Le 18e arrondissement occupe une place à part dans le paysage locatif parisien. Peu d’arrondissements concentrent une telle densité d’imaginaire urbain, une telle superposition de profils de locataires, une telle coexistence d’univers qui semblent parfois ne pas partager la même ville. Montmartre et ses ruelles pavées, l’atmosphère bohème des Abbesses, le calme résidentiel de l’avenue Junot, la fièvre cosmopolite de Barbès et de la Goutte d’Or, la vie de quartier tranquille autour de Jules Joffrin : autant de réalités locatives distinctes, avec leurs codes, leurs tensions et leurs profils propres. Pour le bailleur, le 18e est un arrondissement exigeant mais très actif — l’un de ceux où la demande est la plus profonde et la plus durable de Paris, à condition de comprendre finement le secteur dans lequel on opère.

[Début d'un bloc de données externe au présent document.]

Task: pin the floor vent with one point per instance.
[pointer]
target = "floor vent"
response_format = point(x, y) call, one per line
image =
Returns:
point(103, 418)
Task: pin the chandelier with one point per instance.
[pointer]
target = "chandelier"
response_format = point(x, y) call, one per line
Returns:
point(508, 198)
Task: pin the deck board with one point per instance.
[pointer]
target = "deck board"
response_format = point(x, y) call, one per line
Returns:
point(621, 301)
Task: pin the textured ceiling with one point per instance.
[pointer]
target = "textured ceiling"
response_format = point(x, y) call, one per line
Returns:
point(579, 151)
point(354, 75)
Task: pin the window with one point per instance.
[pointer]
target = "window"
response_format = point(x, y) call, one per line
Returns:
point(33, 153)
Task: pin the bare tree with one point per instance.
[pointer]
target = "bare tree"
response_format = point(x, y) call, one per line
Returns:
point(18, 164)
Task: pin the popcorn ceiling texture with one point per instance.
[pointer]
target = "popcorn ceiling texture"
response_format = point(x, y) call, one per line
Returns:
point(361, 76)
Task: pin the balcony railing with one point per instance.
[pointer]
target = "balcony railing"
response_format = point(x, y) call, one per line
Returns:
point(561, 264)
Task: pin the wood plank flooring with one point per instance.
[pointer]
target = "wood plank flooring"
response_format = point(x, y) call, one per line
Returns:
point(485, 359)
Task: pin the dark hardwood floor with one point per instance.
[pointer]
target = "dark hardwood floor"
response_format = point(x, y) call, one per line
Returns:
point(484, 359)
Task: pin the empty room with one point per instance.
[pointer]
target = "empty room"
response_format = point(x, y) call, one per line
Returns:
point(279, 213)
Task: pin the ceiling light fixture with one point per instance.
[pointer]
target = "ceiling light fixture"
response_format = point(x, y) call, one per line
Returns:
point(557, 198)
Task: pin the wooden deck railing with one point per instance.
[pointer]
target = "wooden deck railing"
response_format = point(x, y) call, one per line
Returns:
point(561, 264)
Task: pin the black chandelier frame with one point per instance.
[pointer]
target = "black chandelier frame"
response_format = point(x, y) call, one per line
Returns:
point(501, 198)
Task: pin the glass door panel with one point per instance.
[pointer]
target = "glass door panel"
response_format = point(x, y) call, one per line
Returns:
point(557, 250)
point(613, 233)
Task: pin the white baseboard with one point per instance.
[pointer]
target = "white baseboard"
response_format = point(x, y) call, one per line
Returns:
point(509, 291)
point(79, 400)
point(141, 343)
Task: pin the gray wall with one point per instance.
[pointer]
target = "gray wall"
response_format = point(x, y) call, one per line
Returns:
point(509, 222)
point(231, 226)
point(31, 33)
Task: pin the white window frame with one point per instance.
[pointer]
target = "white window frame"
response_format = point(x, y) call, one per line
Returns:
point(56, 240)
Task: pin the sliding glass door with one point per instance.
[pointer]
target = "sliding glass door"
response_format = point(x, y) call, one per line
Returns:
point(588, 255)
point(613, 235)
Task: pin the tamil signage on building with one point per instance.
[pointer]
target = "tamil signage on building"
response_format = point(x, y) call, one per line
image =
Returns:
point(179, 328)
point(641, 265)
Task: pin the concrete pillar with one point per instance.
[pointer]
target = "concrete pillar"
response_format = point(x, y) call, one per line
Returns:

Louer dans le 18e : état de la demande

La demande locative dans le 18e est l’une des plus intenses de tout Paris. Plusieurs facteurs structurels l’alimentent en permanence : la renommée mondiale de Montmartre et l’attractivité qu’elle génère aussi bien auprès des Parisiens que des locataires internationaux, la proximité des grandes gares du Nord et de l’Est qui en font un pôle de connexion majeur, et une vie de quartier qui s’est progressivement enrichie au fil des années sans jamais perdre son caractère populaire et vivant.

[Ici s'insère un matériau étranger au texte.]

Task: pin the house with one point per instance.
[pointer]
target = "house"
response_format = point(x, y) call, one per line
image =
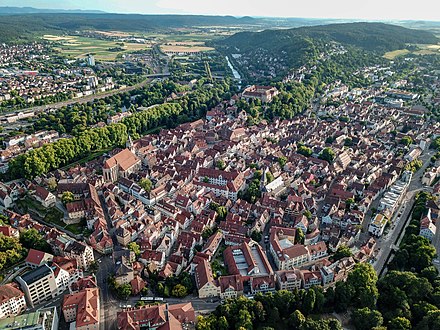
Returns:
point(36, 258)
point(41, 319)
point(39, 285)
point(206, 285)
point(288, 279)
point(82, 308)
point(122, 164)
point(81, 252)
point(377, 225)
point(263, 93)
point(45, 197)
point(230, 286)
point(12, 301)
point(156, 317)
point(427, 227)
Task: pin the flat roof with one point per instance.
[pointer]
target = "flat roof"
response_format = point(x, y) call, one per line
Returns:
point(36, 274)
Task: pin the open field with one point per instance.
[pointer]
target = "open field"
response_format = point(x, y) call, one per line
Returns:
point(395, 53)
point(80, 47)
point(184, 48)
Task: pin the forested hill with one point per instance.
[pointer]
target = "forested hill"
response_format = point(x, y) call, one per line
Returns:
point(25, 26)
point(369, 36)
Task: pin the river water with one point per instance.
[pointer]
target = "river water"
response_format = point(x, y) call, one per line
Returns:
point(234, 72)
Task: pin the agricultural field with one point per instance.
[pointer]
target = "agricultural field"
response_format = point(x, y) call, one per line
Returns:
point(104, 50)
point(185, 47)
point(395, 53)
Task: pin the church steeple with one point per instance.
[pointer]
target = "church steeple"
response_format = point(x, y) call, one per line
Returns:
point(129, 144)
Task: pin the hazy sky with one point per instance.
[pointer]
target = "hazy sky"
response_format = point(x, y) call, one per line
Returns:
point(365, 9)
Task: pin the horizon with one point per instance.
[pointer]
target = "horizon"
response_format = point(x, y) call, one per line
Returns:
point(375, 10)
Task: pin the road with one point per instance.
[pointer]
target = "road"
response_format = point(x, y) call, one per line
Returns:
point(88, 98)
point(109, 305)
point(391, 240)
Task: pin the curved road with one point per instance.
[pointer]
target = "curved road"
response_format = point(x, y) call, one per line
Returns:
point(90, 98)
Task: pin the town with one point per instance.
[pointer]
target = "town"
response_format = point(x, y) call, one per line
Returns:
point(168, 203)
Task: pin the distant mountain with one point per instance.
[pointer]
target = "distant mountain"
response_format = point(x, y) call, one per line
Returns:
point(369, 36)
point(32, 10)
point(22, 27)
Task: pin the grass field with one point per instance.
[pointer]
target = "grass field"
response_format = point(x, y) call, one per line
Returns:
point(80, 47)
point(395, 53)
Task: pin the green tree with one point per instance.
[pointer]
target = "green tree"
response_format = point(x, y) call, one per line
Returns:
point(399, 323)
point(32, 239)
point(179, 291)
point(365, 318)
point(282, 161)
point(327, 154)
point(146, 184)
point(342, 252)
point(67, 197)
point(133, 246)
point(299, 236)
point(220, 164)
point(406, 141)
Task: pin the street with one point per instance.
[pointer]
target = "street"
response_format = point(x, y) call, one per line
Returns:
point(391, 240)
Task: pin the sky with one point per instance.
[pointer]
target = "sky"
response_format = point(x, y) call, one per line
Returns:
point(364, 9)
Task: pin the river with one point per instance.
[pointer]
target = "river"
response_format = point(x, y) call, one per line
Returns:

La butte Montmartre, avec ses ruelles pavées, ses escaliers et ses places, est l’un des secteurs les plus prisés de tout Paris à la location. La demande y est structurellement supérieure à l’offre : les logements disponibles partent en quelques heures, les visites rassemblent des candidats très nombreux et très motivés. L’attractivité de Montmartre dépasse largement la demande locale — les locataires étrangers, artistes, créatifs et professionnels internationaux y représentent une proportion élevée des candidatures, ce qui nourrit également un marché de la location meublée et du bail mobilité actif et solvable.

Côté Lamarck – Caulaincourt et avenue Junot, la demande est plus résidentielle et plus sélective, portée par des profils aisés à la recherche de calme, de vue et de qualité de vie dans un cadre de standing. L’offre y est rare — les logements de ce secteur ne se libèrent pas souvent — et la tension locative, si elle est moins visible en volume, n’en est pas moins réelle.

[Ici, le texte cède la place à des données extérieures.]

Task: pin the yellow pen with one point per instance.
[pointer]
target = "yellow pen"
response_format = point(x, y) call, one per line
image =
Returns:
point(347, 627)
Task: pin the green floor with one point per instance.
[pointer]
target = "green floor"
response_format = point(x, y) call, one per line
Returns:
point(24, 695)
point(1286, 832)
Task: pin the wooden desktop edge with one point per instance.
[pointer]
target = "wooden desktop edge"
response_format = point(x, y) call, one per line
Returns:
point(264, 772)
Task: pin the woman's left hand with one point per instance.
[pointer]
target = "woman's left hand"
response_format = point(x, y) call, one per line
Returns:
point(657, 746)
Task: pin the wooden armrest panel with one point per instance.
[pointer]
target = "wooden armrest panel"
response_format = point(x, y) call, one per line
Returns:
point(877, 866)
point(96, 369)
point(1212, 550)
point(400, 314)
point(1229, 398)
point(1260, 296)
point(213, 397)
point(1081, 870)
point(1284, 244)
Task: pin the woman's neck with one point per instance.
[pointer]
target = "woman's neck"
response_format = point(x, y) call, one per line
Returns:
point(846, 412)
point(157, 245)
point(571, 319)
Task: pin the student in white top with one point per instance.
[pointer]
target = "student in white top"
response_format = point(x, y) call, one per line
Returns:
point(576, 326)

Jules Joffrin et le secteur Marcadet-Ordener présentent une demande plus populaire mais tout aussi solide, de familles et de jeunes actifs séduits par la vie de quartier, le marché Ordener, la place Jules-Joffrin animée et la qualité des écoles du secteur. Plus accessible que les hauteurs de la butte, ce secteur attire des locataires qui ne peuvent plus se loger à Montmartre à des loyers conformes à l’encadrement, et qui trouvent à Jules Joffrin un cadre de vie réel sans les contraintes du terrain escarpé.

La Goutte d’Or et La Chapelle affichent la demande la plus forte en volume de tout l’arrondissement. Ce secteur populaire et cosmopolite, en pleine transformation depuis plusieurs années grâce aux opérations de rénovation urbaine, génère un flux de candidatures dense et continu. Les studios et les deux-pièces partent pratiquement instantanément. Le taux de vacance y est parmi les plus faibles de Paris.

Les loyers de référence du 18e

Comme dans l’ensemble de Paris, le 18e arrondissement est soumis au dispositif d’encadrement des loyers, qui s’applique sans exception géographique à l’ensemble des baux signés ou renouvelés dans l’arrondissement. Ce mécanisme fixe, pour chaque secteur géographique de Paris, un loyer de référence médian et un loyer de référence majoré, ce dernier constituant le plafond légal que le bailleur ne peut pas franchir.

Le loyer de référence majoré est calculé par croisement de quatre critères : la localisation dans un secteur géographique précis tel que défini par l’arrêté préfectoral en vigueur, le type de logement mesuré en nombre de pièces principales, l’époque de construction de l’immeuble, et le caractère meublé ou non meublé de la location. Un complément de loyer peut être ajouté au-delà du loyer de référence majoré, mais uniquement pour des caractéristiques objectives, déterminantes et non prises en compte dans les critères de référence. Ce complément doit être mentionné explicitement dans le bail et peut être contesté par le locataire dans les trois mois suivant la signature du contrat.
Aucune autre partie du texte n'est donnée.